I have previously experimented with a turntable design for precisely stepping a digital video camera 360-degrees. My experiment resulted in an optimal gear ratio for reducing the stepping angle of a stepper motor to accurately move the camera one scan line width per step of the motor. This current iteration will be a refinement of the previous design and address issues of vibration, sturdiness, and dependability.
I started with a 12-volt stepper motor with a 1.8-degree stepping angle. This means that the motor would have 200 steps per 360-degree rotation. My previous experiments showed that it would require 5000 steps to accurately scan a 360-degree panorama with a standard definition digital video camera. To reduce the 1.8-degree stepping angle of the motor I would have to create a gear ratio of 25:1.
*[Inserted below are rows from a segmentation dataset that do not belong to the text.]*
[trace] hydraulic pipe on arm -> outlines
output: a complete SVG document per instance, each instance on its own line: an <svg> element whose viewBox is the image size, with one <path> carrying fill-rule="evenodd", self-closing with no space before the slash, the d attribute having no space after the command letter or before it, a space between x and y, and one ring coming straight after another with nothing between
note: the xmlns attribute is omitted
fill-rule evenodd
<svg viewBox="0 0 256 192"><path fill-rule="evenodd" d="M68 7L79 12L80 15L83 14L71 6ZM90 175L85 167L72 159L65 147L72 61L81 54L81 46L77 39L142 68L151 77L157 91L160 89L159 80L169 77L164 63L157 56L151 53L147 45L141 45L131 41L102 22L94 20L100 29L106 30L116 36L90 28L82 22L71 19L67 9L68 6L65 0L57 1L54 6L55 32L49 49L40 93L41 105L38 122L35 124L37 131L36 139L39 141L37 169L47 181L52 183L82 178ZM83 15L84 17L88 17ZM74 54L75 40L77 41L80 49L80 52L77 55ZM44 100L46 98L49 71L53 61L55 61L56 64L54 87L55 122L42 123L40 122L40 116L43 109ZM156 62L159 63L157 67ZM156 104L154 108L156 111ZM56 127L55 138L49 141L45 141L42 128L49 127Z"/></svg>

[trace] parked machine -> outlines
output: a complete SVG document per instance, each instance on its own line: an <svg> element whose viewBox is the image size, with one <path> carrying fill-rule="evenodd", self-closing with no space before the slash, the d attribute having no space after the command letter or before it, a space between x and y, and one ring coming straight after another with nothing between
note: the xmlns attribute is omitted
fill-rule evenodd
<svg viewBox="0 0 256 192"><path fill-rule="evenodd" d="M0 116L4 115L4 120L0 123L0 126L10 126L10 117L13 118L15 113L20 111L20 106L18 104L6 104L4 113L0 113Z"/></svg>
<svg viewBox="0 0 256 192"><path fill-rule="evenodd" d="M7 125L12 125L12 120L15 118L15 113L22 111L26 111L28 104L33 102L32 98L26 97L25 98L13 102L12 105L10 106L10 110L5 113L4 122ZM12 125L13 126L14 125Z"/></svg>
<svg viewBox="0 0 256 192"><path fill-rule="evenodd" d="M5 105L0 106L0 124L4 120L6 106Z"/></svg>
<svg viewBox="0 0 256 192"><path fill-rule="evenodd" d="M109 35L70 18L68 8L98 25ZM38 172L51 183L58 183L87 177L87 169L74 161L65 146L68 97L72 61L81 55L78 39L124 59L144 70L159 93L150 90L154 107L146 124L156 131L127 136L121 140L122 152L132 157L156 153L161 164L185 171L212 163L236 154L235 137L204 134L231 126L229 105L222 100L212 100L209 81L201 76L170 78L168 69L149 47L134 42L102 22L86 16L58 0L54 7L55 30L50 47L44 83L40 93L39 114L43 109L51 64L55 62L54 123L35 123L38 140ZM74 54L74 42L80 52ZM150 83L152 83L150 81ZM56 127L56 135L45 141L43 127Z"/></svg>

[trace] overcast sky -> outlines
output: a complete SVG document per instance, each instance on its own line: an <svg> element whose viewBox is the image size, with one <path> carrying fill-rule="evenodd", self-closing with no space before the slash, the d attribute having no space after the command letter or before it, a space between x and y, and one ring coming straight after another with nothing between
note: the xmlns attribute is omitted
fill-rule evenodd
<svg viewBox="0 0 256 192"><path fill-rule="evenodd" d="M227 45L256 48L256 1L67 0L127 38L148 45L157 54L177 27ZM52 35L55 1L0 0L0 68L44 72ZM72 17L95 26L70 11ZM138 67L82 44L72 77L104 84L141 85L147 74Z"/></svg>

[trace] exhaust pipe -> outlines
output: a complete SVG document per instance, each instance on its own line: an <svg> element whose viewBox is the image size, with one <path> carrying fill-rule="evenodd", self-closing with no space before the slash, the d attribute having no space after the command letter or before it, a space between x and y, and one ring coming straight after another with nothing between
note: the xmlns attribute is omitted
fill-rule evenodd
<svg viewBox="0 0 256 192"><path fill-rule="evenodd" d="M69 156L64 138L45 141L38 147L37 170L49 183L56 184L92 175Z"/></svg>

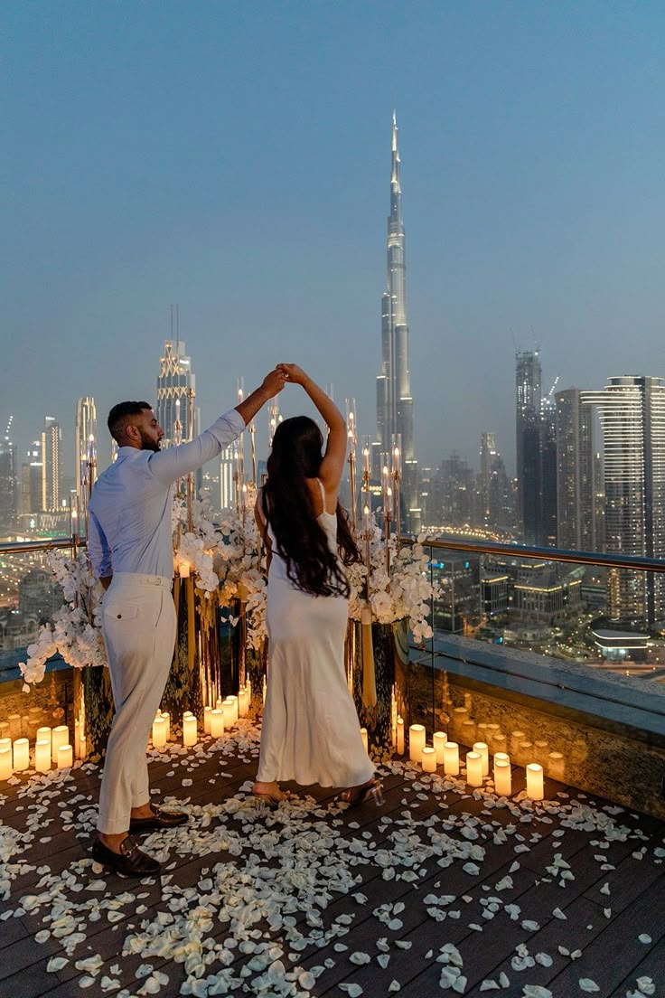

I found the Vex Robotics kit to be a very versatile when experimenting with various gears, ratios, and configurations. The Vex gear kit had various gears, all with the same tooth pitch and designed to fit within the pre-milled Vex hardware kit. I used a 12-tooth coupled to the motor shaft and meshed that to a 60-tooth gear giving me a 5:1 gear reduction. By adding another 12-tooh gear to the shaft of the 60-tooh gear an meshing that to another 60-tooth gear I was able to add another 5:1 gear reduction giving me an overall reduction of 25:1.
After experimenting with various layouts I finally settled on a design. I transferred the Vex hardware layout to a piece of 1” thick acrylic. I drilled the holes for the 1/8” square axel rods. I then coupled the stepper motor to the first shaft using a coupler with a flexible rubber spider in between to account for any misalignment. Small nylon washers were used to reduce friction at every point where a spinning shaft comes in contact with the gearbox case.
The final step before connecting a camera to the gearbox mechanism will be to create a turntable that spins with the shaft at the end of the gear reducer. To do so I will investigate thrust bearings to support the weight of the turntable while allowing it to spin freely on the top of the gearbox.